Lithological Discrimination and Lineaments Extraction Using Landsat-8 and Sentinel-2A Data, A Case Study of Gabal Abu Hamr and Gabal Abu Kharif Area, North Eastern Desert, Egypt
Abstract
The current work emphasizes the ability of Landsat-8 (L8) and Sentinel-2A (S2A) satellite data through image processing to discriminate lithology and extract lineaments in the area of Gabal Abu Hamr and Gabal Abu Kharif, Northeastern Desert, Egypt. Different image processing methodologies are utilized to both Landsat-8 and Sentinel-2A images such as False-Color Composites (FCC), analysis as Minimum Noise Fraction (MNF), Principal (PCA), where largest variation recorded is in the first three PC bands (more than 99%), and Independent Component (ICA) and mathematical means as Band Algebra. Furthermore, image classification techniques include Maximum Likelihood (MLC) and Support Vector Machine (SVM) are utilized for identifying pixels with similar characteristics, which support the process of separating rock unites in the current study.

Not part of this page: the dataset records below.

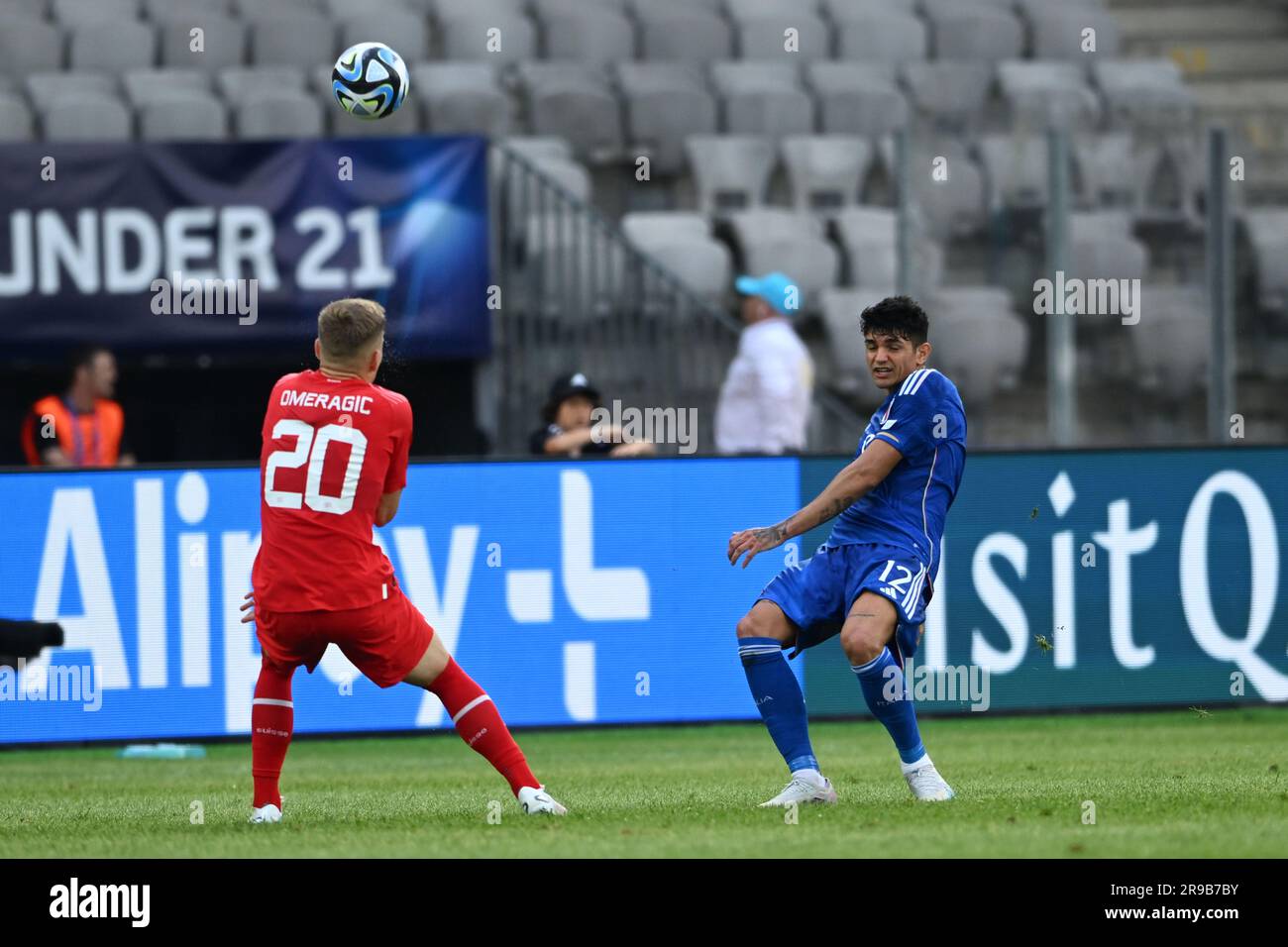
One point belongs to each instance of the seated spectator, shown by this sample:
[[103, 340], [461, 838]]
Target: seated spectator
[[81, 427], [568, 429]]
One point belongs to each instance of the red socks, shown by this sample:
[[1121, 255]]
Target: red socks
[[480, 724], [271, 716]]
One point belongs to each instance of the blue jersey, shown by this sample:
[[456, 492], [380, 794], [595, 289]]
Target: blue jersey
[[925, 421]]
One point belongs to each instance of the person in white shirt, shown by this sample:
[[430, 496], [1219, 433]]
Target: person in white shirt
[[765, 398]]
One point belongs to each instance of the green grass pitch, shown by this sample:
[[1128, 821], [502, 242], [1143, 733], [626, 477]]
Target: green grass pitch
[[1176, 784]]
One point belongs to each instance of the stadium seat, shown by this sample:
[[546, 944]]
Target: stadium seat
[[47, 88], [574, 102], [764, 37], [1144, 94], [16, 121], [671, 31], [463, 98], [1016, 170], [239, 84], [281, 114], [468, 31], [730, 170], [1172, 339], [857, 98], [870, 240], [114, 47], [885, 34], [223, 43], [291, 39], [192, 119], [90, 119], [400, 30], [146, 85], [973, 33], [825, 171], [591, 37], [1266, 230], [1057, 33], [1047, 94], [777, 239], [29, 46], [763, 99], [665, 103], [73, 13], [949, 94]]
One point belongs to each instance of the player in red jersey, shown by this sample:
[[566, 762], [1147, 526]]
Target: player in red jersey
[[334, 466]]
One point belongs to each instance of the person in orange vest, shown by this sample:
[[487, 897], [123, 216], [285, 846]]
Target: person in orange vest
[[82, 427]]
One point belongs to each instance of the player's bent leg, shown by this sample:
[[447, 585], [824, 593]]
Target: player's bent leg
[[480, 724], [271, 720], [864, 638], [761, 634]]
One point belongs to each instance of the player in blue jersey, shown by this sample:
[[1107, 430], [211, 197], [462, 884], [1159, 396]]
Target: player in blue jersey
[[872, 579]]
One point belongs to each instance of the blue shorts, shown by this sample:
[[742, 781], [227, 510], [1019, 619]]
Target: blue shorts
[[818, 594]]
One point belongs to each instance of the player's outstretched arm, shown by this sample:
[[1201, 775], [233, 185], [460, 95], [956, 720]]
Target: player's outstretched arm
[[854, 480]]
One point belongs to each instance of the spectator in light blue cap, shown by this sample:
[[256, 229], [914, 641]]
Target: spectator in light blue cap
[[765, 398]]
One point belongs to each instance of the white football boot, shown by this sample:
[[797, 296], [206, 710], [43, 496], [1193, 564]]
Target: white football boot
[[535, 801], [266, 813], [804, 789], [927, 785]]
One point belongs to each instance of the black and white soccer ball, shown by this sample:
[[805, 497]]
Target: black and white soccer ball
[[370, 80]]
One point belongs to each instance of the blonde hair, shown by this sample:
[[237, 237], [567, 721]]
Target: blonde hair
[[347, 326]]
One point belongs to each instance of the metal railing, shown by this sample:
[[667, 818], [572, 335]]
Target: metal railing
[[578, 295]]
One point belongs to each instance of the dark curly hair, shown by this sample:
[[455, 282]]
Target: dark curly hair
[[898, 316]]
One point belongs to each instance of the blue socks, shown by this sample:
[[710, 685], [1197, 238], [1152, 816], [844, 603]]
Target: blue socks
[[780, 699], [881, 678]]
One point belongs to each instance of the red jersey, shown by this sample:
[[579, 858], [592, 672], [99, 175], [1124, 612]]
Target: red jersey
[[333, 447]]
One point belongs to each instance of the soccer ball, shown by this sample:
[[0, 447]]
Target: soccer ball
[[370, 80]]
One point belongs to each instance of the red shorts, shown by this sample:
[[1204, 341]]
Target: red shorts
[[384, 639]]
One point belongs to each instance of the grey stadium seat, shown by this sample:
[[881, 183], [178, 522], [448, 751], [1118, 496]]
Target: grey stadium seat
[[765, 38], [146, 85], [73, 13], [88, 120], [467, 35], [673, 31], [881, 35], [463, 98], [114, 47], [574, 103], [1047, 94], [965, 31], [778, 239], [240, 85], [400, 30], [729, 166], [593, 37], [763, 99], [223, 43], [292, 39], [857, 98], [281, 114], [1057, 33], [29, 46], [949, 93], [1145, 93], [16, 121], [196, 119], [825, 171], [46, 88], [665, 103]]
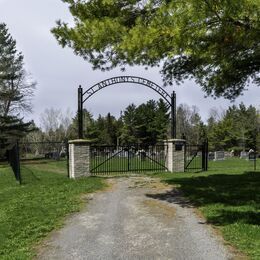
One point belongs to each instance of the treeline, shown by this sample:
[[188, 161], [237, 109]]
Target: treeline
[[236, 128]]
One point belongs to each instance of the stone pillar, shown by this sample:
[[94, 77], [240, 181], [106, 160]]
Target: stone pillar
[[79, 158], [175, 159]]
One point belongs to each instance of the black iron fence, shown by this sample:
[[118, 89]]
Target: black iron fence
[[240, 158], [128, 158]]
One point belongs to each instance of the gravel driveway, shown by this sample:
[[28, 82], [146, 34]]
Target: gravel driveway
[[136, 218]]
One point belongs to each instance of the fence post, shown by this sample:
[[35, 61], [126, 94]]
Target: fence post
[[79, 158]]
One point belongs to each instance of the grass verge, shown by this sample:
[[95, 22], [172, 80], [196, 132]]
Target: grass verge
[[30, 211], [229, 198]]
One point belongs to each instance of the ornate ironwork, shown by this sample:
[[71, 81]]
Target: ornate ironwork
[[84, 96]]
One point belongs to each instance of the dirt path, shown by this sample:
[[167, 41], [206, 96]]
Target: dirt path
[[138, 218]]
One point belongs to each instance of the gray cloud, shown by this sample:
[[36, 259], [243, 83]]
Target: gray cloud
[[59, 72]]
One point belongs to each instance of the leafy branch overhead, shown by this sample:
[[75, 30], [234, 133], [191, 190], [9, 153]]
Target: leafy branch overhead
[[215, 42]]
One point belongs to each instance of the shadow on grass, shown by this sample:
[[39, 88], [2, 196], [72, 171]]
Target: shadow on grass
[[228, 198]]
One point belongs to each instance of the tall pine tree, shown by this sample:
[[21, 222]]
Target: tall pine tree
[[16, 90]]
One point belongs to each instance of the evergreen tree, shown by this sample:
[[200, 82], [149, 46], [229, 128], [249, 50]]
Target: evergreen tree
[[215, 42], [16, 88]]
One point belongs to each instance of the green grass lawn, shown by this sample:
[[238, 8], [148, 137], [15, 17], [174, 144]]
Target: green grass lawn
[[30, 211], [228, 195]]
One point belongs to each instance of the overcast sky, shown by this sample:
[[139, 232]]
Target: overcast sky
[[58, 71]]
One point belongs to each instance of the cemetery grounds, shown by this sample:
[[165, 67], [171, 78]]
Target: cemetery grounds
[[228, 196]]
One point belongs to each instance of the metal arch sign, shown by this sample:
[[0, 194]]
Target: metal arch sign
[[126, 79], [82, 97]]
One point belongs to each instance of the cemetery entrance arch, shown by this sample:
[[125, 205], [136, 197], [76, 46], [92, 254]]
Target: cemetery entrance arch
[[83, 96]]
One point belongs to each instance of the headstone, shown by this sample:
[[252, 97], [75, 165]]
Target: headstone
[[219, 156], [252, 156], [211, 156], [243, 155]]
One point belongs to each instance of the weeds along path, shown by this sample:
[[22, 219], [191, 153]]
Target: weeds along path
[[137, 218]]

These techniques are able to discriminate the rocks of the study area, especially the older granitoid rocks, which are difficult to separate in the field due to the mineral affinity between them. The manual and automatic lineaments extraction methods by visual interpretation and Directional Filtering via the LINE algorithm in PCI Geomatica shed light on the common lineaments directions within the study area exhibiting trends in the NE-SW and E-W, followed by a trend in the N-S direction.